Архитектура Аудит Военная наука Иностранные языки Медицина Металлургия Метрология
Образование Политология Производство Психология Стандартизация Технологии


Несмертельное оружие Талейрана



Прекрасные манеры, образованность, утонченность, начитанность, умение убеждать и красиво говорить, и в еще большей степени умение слушать, тонкий и необыкновенно проницательный ум создали будущему министру иностранных дел славу одного из самых обаятельных мужчин Парижа. Хотя внешне он выглядел достаточно заурядно: его лицо несло на себе отпечаток несомненного благородства, но было совершенно бесстрастно и невыразительно.

Когда он был еще совсем молод, одна из его опытных любовниц дала ему дельный совет:

- Чтобы добиться успеха, станьте злым на язык. Вас будут бояться и уважать.

Общаясь с блистательными аристократами из лучших домов французской знати, среди которых было немало остроумных людей, Талейран, язвительный от природы, внял полученному совету и неустанно оттачивал свое мастерство.

Со временем его остроумие превратилось в опасное оружие, способное не только обескуражить противника, но и серьезно его ранить. Его хлесткие, а порой и жестокие слова, были как выпады шпаги - стремительны, точны и беспощадны, они больно ранили самолюбие надменных потомков благороднейших семей Франции и долго потом смаковались в салонах высшего света.

В общем и целом, Талейран хорошо относился женщинам, легко находил с ними общий язык и не воспринимал всерьез вздорность их характера или их колкости. Однако иногда доставалось от него и дамам. Известен его ответ одной надменной аристократке, страдавшей сильным косоглазием и весьма неодобрительно отзывавшейся о любовных похождениях молодого аббата. На ее вопрос о его делах, Талейран безжалостно ответил:

- «Как видите, мадам! »

Как-то он послал записку молодой женщине, только что похоронившей мужа: «Увы, мадам! Преданный вам Талейран». Несколько месяцев спустя та вдова вышла замуж, и тогда он написал новую записку, изменив в ней всего одно слово: «Браво, мадам! Преданный вам Талейран».

Мужчинам от него доставалось гораздо больше, чем дамам - особенно в том случае, если они были одного с ним круга. Многие надменные аристократы на собственном опыте испытали остроту его беспощадных словесных выпадов. Причем Талейран настолько мастерски владел этим искусством, что мог одной фразой сразить противника наповал.

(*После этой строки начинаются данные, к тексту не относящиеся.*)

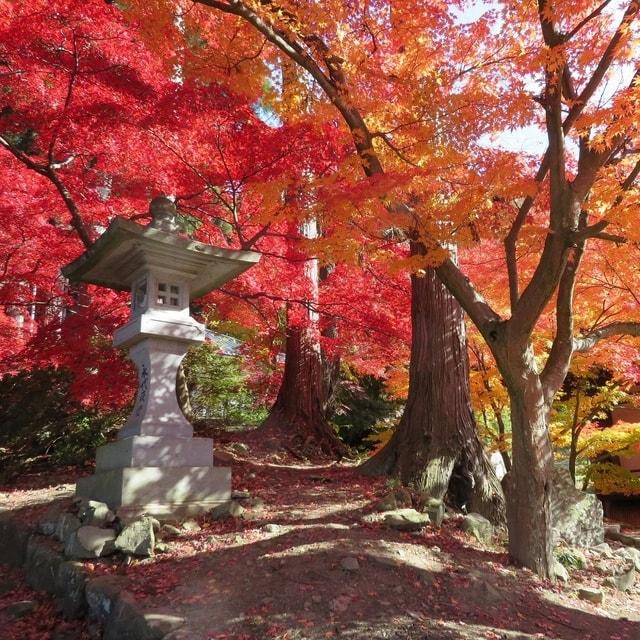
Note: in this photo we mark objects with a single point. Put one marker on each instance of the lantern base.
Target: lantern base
(158, 491)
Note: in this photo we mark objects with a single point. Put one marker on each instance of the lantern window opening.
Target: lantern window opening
(168, 295)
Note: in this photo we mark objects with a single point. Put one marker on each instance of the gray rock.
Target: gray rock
(66, 525)
(137, 538)
(71, 581)
(478, 526)
(576, 515)
(239, 447)
(596, 596)
(168, 531)
(386, 503)
(350, 563)
(627, 540)
(256, 504)
(224, 457)
(20, 609)
(48, 523)
(604, 549)
(128, 622)
(406, 520)
(41, 566)
(397, 498)
(435, 509)
(95, 513)
(90, 542)
(191, 525)
(229, 509)
(101, 595)
(271, 528)
(623, 582)
(631, 554)
(560, 572)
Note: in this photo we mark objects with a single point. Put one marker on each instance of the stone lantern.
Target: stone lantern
(156, 466)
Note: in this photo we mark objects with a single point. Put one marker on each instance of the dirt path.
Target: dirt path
(308, 563)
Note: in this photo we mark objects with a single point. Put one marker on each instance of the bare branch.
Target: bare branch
(589, 340)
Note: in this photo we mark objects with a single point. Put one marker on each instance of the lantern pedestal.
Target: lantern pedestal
(156, 466)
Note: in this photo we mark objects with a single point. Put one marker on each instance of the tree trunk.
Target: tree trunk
(436, 447)
(529, 483)
(297, 418)
(182, 391)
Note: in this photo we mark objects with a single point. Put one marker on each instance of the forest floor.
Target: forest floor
(237, 579)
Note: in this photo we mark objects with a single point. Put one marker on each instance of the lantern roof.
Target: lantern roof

Например, как-то в начале Великой французской революции, на одном из заседаний Национального собрания, Талейран раскритиковал речь Мирабо, пламенного трибуна той бурной эпохи. (1. Национальное собрание - название Генеральных штатов после 17 июля 1789 г. - Прим. авт. 2. Мирабо, граф Оноре Габриэль Рикети, (1749 - 1791), депутат Национального собрания, конституционный монархист. - Из Википедии.)

В ответ Мирабо раздраженно воскликнул:

- Подождите! Я заключу вас в порочный круг!

- Вы хотите меня обнять? - с убийственным сарказмом поинтересовался Талейран.

Многие депутаты Собрания знали, что граф Мирабо еще с юности отличался скандальными любовными похождениями, мотовством, страстью к азартным играм и другими порочными наклонностями, - поэтому в зале зашелестели злые шепотки.

Родной отец Мирабо так отзывался о юном графе: «Это - чудовище… в нравственном отношении, все пороки соединяются в нём». Впоследствии, чтобы наставить его на путь истинный, отец постоянно преследовал молодого графа и, используя свои связи при дворе, часто «определял его на воспитание» во многие тюрьмы королевства - в том числе и в знаменитый замок Иф. Однако это не помогало: в замке Иф Мирабо соблазняет жену коменданта, а немного позднее уговаривает бежать с собой одну молоденькую маркизу, за что его обвиняют в похищении чужой жены и приговаривают к смертной казни... (Жизнь ему, правда, сохранили, но на свободе неисправимое «чудовище» оказывается только к 30-ти годам своей жизни. - Прим. авт.)

Талейран, который с молодым Мирабо был довольно близок, ревниво относился к скандальной известности графа. Но еще более ревновал к его славе пламенного трибуна революции, так как и сам был отличным оратором. (В их судьбах было немало общего: оба были потомственными аристократами, оба вели распутный образ жизни, оба пользовались успехом у красивых женщин и по этой причине постоянно нуждались в деньгах, оба занимались дипломатией, оба вели двойную политическую игру и даже имели схожие физические дефекты стопы, а в детстве оба переболели оспой. - Прим. авт.)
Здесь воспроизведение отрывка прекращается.